These are a series of engraving, fresco and paintings depicting St. Jerome in His Study dating from mid C-15 to early C-16 by various artists. Notice how an internal world of a scholar has been revealed by the painterly arrangement of St. Jerome at work: the symbols, the relations between inner and outer world, the external light and the illumination radiating from the thinking/writing subject. These images remind us of a room that is not just an enclosed space with openings.
It is essential for you to explore the "ways" to get inside of an architectonic object at this stage. Narrative constructed from the reading of your selected painting is just a beginning to launch a simultaneously inward and outward search for a project.
By sketching out the schematic plans and sections, certain level of abstraction can be obtained.

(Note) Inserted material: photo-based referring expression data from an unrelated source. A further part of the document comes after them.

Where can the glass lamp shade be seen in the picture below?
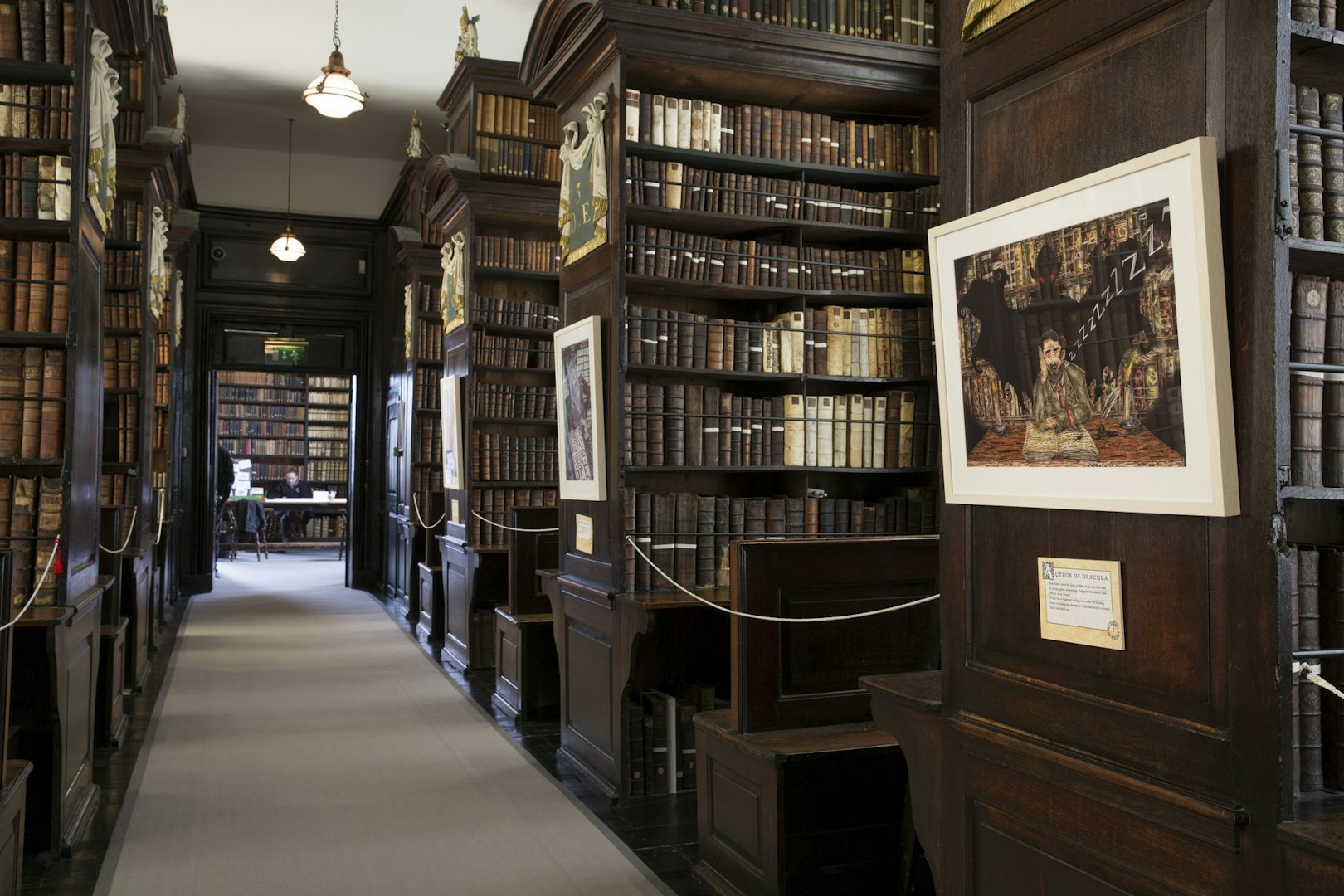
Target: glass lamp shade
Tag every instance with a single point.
(332, 93)
(286, 247)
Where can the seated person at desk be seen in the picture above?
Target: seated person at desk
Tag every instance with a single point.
(290, 522)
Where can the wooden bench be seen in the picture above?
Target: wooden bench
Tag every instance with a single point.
(795, 782)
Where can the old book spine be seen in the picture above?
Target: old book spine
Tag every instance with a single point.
(1309, 175)
(1309, 694)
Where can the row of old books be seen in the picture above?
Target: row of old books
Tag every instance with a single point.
(429, 446)
(1316, 586)
(329, 414)
(429, 340)
(823, 342)
(1316, 399)
(260, 427)
(1317, 12)
(687, 535)
(121, 442)
(689, 425)
(910, 22)
(494, 505)
(121, 362)
(429, 297)
(511, 351)
(513, 458)
(121, 310)
(327, 470)
(37, 113)
(38, 32)
(127, 221)
(671, 184)
(505, 116)
(657, 251)
(509, 401)
(34, 286)
(123, 268)
(128, 127)
(35, 187)
(32, 403)
(782, 134)
(247, 446)
(660, 738)
(426, 388)
(258, 377)
(515, 312)
(518, 158)
(1316, 164)
(117, 489)
(246, 405)
(32, 514)
(518, 253)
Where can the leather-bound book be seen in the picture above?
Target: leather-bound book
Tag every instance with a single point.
(39, 293)
(11, 402)
(52, 405)
(1311, 182)
(706, 557)
(32, 433)
(1332, 419)
(1309, 694)
(1332, 165)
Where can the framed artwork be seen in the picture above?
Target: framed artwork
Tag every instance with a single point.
(583, 201)
(450, 416)
(1081, 336)
(578, 386)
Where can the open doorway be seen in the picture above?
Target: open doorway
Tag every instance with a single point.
(283, 455)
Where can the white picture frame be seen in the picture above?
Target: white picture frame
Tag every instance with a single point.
(450, 416)
(1135, 281)
(578, 390)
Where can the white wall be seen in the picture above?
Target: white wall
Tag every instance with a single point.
(323, 184)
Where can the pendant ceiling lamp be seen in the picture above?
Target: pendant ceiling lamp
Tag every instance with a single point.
(332, 93)
(286, 246)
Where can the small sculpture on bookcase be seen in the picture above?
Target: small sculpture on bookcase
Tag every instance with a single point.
(583, 197)
(104, 89)
(158, 269)
(453, 260)
(414, 147)
(410, 317)
(466, 42)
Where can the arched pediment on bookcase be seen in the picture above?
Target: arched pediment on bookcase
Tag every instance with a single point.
(557, 23)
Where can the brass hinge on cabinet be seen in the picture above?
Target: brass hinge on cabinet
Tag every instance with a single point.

By building a series of study models, you can test the limit of concepts generated by your idea. For example, if the idea is to bring forth: "a tower for tall and thin man with a fetish for collecting stamps"; would one tower-like object accompanied by several enclaves accommodate his need? Can it be a series of opposites held together by a vertical structure, sort of a metaphysical "tower"? Can tower be a topological relation instead of a type-form?
Since an architectonic object has always already incorporated the presence and absence of human body, the interior in this case is the figure of room: room as the represented body of a person. Other than constructing a conceptualized "room," an unique set of micro environment must be implemented internally. You can draw more inspiration by reading John Hollander's essay I've given you in class. Depending on the painting you've chosen, this "body" will be specific and personal instead of universal and abstract.
In the case of St. Jerome in His Study, the "body" is a fully clothed, male saint that "was the most learned of the Fathers of the Western Church".
Lucas Cranach the Elder, 1525.
Jan van Eyck,
Domenico Ghirlandalo, 1480.
Domenico Ghirlandalo, 1480.
Example - David McCallum, ARCH1201, 2008
"The paintings selected as inspiration/subject matter for project are Johannes Vermeer's 'The Astronomer' (1668), and 'The Geographer'(1669). The selection of two paintings is due to the noticeable connection between the two. Both paintings feature the same model, in the same room/location, using the same props and with a common focus of academic study.
Both feature similar forms of lighting; the only source of direct light is the window which the subject faces. This direct light diffuses throughout the room, replacing any stark shadows with a gentle 'glow', and creating a similar mood in both works. Architectural features of the room seen are somewhat plain and unassuming."
"In my personal opinion and interpretation of the paintings, I sense a wistfulness to the 'scholar', the single figure created by the unification of both the 'astronomer' and 'geographer'. Held in the same place by his academic studies of charts and books, he faces out of the window to an exterior world of the practical application of his knowledge. However, he remains in his room to study and accumulate knowledge; cognisant of the world outside, but apart from it.
An approach of a 'scholar separated from the world and devoted to his studies' led to ideas of such imprisoned scholars as Galileo and, through the religious connections in that scholar's life, to ideas of the ascetic life of study as practiced by certain brotherhoods of monks. Ultimately, the following narrative was settled upon as the basis of the project;"
"A scholar is contained in a mountaintop cell, content in his own thoughts. Wistfulness for the unattainable, unapproachable world outside is sated somewhat by his desire for academic study, and his ability to live an ascetic life."
Influences on the Project
"After consulation with my tutor on the narrative idea, I was advised to research into the depiction in art of St. Jerome, the scholar who translated the Vulgate. He is known somewhat as the 'patron' of theological learning and lived an ascetic life of scholarship. Often he is depicted at study in an area akin to a monk's cell, hunched over in an alcove or area of study separate from the architecture around him."